Spot silver, also known as London silver, is a margin traded. Due to the rapid changes in the market price of spot silver, investors need to set stop-loss prices for transaction orders in time to reduce the possible losses caused by market fluctuations. So, for investors, how should the stop loss price of spot silver be set?
- Set a stop loss price before placing an order
Under normal circumstances, investors should think about the stop loss price before entering the trade, and set the stop loss point when placing the order, and then continue to pay attention to the development of the market trend. However, investors need to pay attention that the set stop loss price cannot be cancelled arbitrarily or change the stop loss price when the market is unfavorable, otherwise there may be more losses than gains.

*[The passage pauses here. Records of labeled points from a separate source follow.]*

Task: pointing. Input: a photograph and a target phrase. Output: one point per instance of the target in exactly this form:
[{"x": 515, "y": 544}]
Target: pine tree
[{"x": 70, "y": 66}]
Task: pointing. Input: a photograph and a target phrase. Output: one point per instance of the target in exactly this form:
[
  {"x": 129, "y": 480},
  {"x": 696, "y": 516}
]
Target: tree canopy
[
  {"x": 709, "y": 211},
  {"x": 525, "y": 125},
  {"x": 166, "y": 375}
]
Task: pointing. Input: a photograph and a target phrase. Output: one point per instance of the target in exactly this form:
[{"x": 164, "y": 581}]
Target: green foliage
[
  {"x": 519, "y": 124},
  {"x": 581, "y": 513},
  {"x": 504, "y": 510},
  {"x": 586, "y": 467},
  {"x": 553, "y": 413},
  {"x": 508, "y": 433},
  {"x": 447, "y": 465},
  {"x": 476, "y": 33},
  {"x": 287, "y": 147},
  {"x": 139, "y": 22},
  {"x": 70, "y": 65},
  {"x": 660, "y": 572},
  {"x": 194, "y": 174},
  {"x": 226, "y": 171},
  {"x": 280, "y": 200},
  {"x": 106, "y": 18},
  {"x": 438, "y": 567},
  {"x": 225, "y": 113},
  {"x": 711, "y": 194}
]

- Set the stop loss price after placing the order
We all know that sometimes the spot silver market changes rapidly. In order not to miss the good market, investors can flexibly adjust the stop loss price following the development of the market trend, and try to create more profit space while ensuring the vested income. Then, when a good market comes, investors can directly find the transaction order in the transaction column, click the right mouse button to modify the order, and set the stop loss price in the corresponding content column of the dialog box.
- Trailing stop price
Market conditions change all the time. Sometimes, in order to adapt to the development of the trend, investors often make further modifications after setting the stop loss price. For example, after an investor places a long order, the price of spot silver fluctuates. When making a profit, if they want to keep the profit but are unwilling to close the position, they can set a stop loss by modifying the order to stop the stop loss. The loss price is moved up, thus ensuring that the trade order is always in a profitable state.